Leitidee Daten und Zufall: Von konkreten Beispielen zur by Andreas Eichler

By Andreas Eichler

Die Leitidee „Daten und Zufall“ stellt einen der fünf Inhaltsbereiche dar, die für den Mathematikunterricht in der Sekundarstufe I maßgeblich und aufgrund der Bildungsstandards bundesweit verbindlich sind. Wie aber kann guy diese Leitidee mit Leben füllen? Wie kann guy Statistik und Wahrscheinlichkeitsrechnung zu der einen Leitidee Daten und Zufall für die Schule verknüpfen?
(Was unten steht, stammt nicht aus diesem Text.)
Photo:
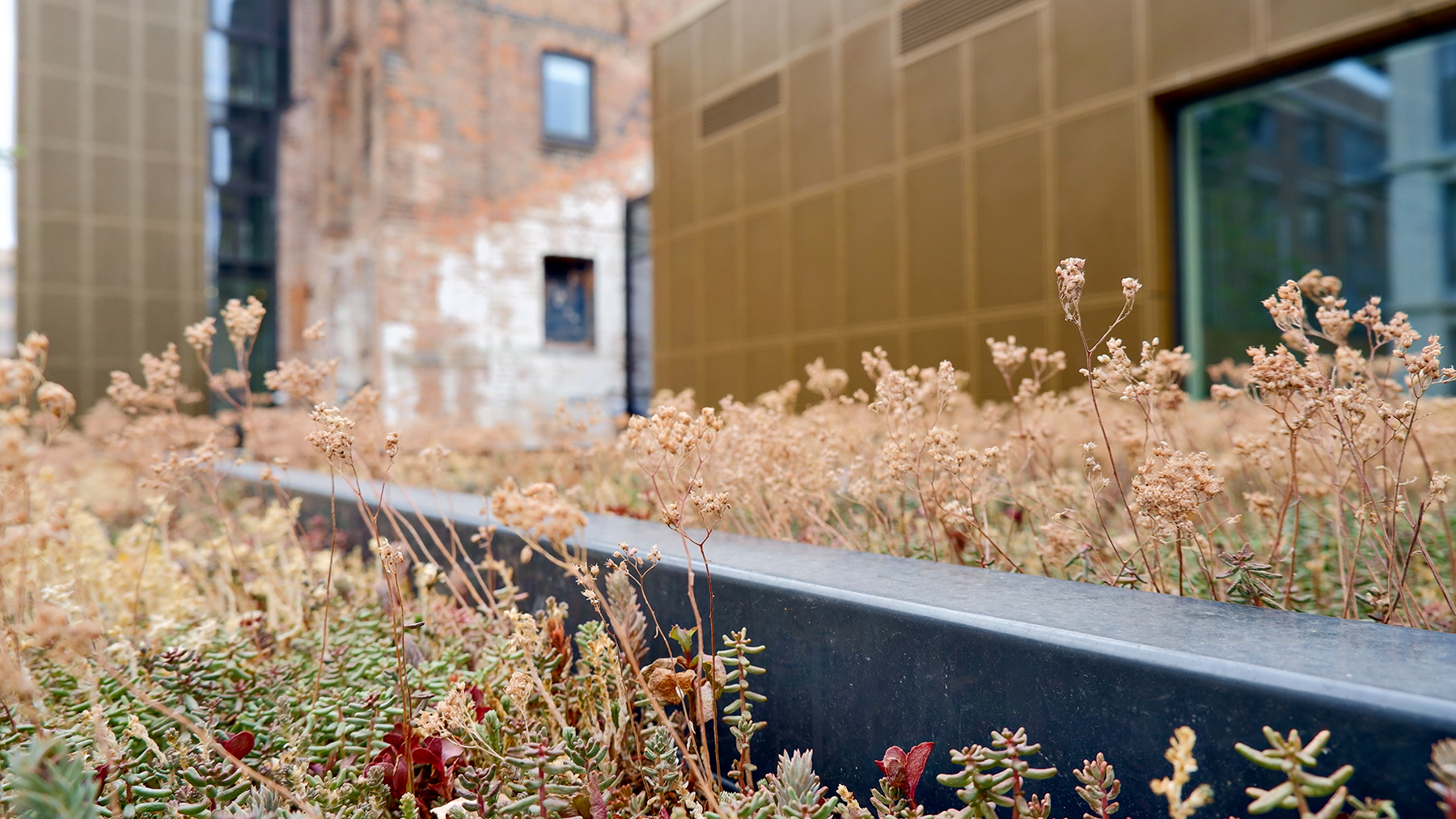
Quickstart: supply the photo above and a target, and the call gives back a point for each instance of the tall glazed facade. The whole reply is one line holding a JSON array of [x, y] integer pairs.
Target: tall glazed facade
[[837, 175]]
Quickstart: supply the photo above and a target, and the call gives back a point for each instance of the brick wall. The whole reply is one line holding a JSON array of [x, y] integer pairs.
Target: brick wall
[[418, 198]]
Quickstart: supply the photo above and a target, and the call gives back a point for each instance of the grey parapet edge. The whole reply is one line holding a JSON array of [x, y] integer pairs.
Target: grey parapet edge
[[868, 651]]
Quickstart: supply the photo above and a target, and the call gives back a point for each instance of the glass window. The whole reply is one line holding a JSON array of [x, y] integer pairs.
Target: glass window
[[1347, 167], [245, 229], [568, 302], [567, 98], [252, 72]]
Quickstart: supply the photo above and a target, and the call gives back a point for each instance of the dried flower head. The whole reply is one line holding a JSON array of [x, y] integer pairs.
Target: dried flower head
[[242, 320], [1179, 755], [315, 331], [331, 435], [56, 400], [1070, 280], [200, 336], [1171, 486]]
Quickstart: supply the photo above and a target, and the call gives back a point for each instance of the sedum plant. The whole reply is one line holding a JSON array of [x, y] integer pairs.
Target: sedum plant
[[995, 777], [1099, 787], [1179, 755], [1290, 755], [1443, 767]]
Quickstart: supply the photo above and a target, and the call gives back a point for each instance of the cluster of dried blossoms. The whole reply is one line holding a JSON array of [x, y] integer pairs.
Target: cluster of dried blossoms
[[1323, 458]]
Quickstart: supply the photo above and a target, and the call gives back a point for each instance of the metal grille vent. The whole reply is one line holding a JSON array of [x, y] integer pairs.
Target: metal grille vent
[[932, 19], [742, 105]]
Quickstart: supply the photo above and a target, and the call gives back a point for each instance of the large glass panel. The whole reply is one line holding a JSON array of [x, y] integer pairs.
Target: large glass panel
[[1347, 169], [565, 98]]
Das Buch "Leitidee Daten und Zufall" für die Sekundarstufe I gibt hierauf unterrichtspraktische und didaktisch-methodische Antworten. Es geht von konkreten unterrichtsrelevanten Problemstellungen aus und entfaltet an diesen die aktuellen Fragen der Stochastikdidaktik. Über tragfähige Beispiele werden inhalts- und prozessbezogene criteria zur Stochastik vernetzt, um lebensnahe statistische Phänomene im Unterricht erfahrbar werden zu lassen.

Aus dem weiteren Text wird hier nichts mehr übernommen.